|Delivery Type||Delivery length / details|
|Seminars / Tutorials||1 x 2 hour weekly seminar/workshop|
|Assessment Type||Assessment length / details||Proportion|
|Semester Assessment||CREATIVE PORTFOLIO 1: 3000 WORDS||50%|
|Semester Assessment||CREATIVE PORTFOLIO 2: 3000 WORDS||50%|
|Supplementary Assessment||RESUBMIT FAILED MATERIAL Resubmit or resit failed elements and/or make good any missing elements|
On completion of this module, students should be able to
1) demonstrate competency in locating and handling historical and biographical resources such as letters, diaries, journals, and notebooks;
2) demonstrate an awareness of different theories and approaches to constructing autobiography and biography; and discuss intelligently the relationship between fiction and biography
3) reflect an understanding of these concepts in the actual composition of biographical / autobiographical / elegiac pieces.
‘Life-writing’ is increasingly a distinct and significant subgenre of creative writing. This module aims to integrate critical theories and techniques of biography and autobiography with weekly writing tasks.

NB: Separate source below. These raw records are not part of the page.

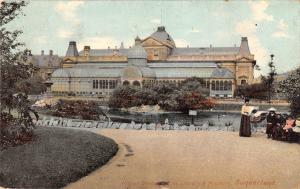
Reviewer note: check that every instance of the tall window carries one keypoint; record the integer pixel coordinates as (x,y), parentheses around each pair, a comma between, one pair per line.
(217,85)
(225,85)
(221,85)
(101,84)
(243,82)
(213,85)
(94,84)
(229,85)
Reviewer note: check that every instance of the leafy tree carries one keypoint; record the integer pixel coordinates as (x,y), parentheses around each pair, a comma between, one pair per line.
(270,78)
(33,85)
(13,70)
(190,94)
(291,88)
(124,97)
(193,100)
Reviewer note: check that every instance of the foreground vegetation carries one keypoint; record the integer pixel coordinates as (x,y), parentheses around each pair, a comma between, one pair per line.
(55,158)
(191,94)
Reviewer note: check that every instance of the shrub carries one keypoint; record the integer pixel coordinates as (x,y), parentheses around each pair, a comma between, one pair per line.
(78,109)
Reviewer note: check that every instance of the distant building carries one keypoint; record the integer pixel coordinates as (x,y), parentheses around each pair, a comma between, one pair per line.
(47,64)
(153,60)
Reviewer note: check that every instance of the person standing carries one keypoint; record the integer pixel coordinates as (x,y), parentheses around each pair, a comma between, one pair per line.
(245,127)
(271,122)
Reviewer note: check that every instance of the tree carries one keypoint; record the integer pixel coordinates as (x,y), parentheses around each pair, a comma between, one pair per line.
(124,97)
(13,70)
(291,88)
(269,79)
(193,100)
(253,91)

This module explores the relationship between life and art in the writing of biography and autobiography. Integrated weekly writing tasks will challenge students to incorporate in their own creative practice relevant concepts discussed in seminar. The module begins by considering practical questions such as the efficient use, analysis, and accessing of biographical resources. At the heart of the module will be a focus on creative strategies and narrative theories employed by leading authors and critics of biography and autobiography. The class will investigate together notions of cultural myth, human identity, celebrity, and imposture. Weekly tasks include the writing of brief biographical and autobiographical sketches, the plotting of a creative non-fiction project, and the composition of elegies and obituaries.

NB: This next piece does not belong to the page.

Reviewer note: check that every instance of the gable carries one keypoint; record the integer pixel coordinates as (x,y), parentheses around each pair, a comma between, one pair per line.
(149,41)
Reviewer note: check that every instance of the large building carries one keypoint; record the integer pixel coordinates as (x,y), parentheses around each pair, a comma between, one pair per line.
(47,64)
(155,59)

What is Life Writing? Shaping raw material. Imagination and experience. Fact and Fiction
Week 2: Diaries
The ways in which the diary acts as a record and an opportunity to construct the self
Weeks 3: Celebrity
How do we get to the heart f someone else's life, especially when they lived in an age very different to our own?
Week 4: Letters
The potentials and limitations of writing in this form, including the construction of self.
Weeks 5: The Secret Lives of Things
In imagining the life of something inanimate do we in fact learn more about ourselves?
Week 6: (Dis)place(ment)
Looking at the ways in which we understand a place differently (perhaps better?) when we're away from it, hence 'displacement', taking us into the territory of identiy: where do we feel we belong?
Weeks 7: Faces
The first of two weeks in close up on a more intimate form of life writing, starting with faces. This is, usually, the most expressive part of a person and it's an appropriate site to explore a life - there's a sense that life is shown across the landscape of a face.
Week 8: Clothes
Looking at the ways in which articles of clothing can reveal aspects of life, as well as how they can come to embody a person: the clothes take on a physical existence themselves, showing the shape of the life that wears them..

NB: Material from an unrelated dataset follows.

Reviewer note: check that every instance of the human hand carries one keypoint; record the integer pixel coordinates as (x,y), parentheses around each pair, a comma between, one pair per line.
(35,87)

Weeks 9: Epitaphs and elegies
Death is part of lilfe, not that that makes it any easier to comprehend. Writing about it can be a useful way of making sense of loss, both your own and that of your reader: these are private and public roles as we all experience it.
Week 10: Ghosts
An unusual viewpoint on the lives of the living as well as those who are lost, giving a double aspect to life writing. What is it about the human condition that leads people to believe in ghosts, and what do (and can) we mean by that term?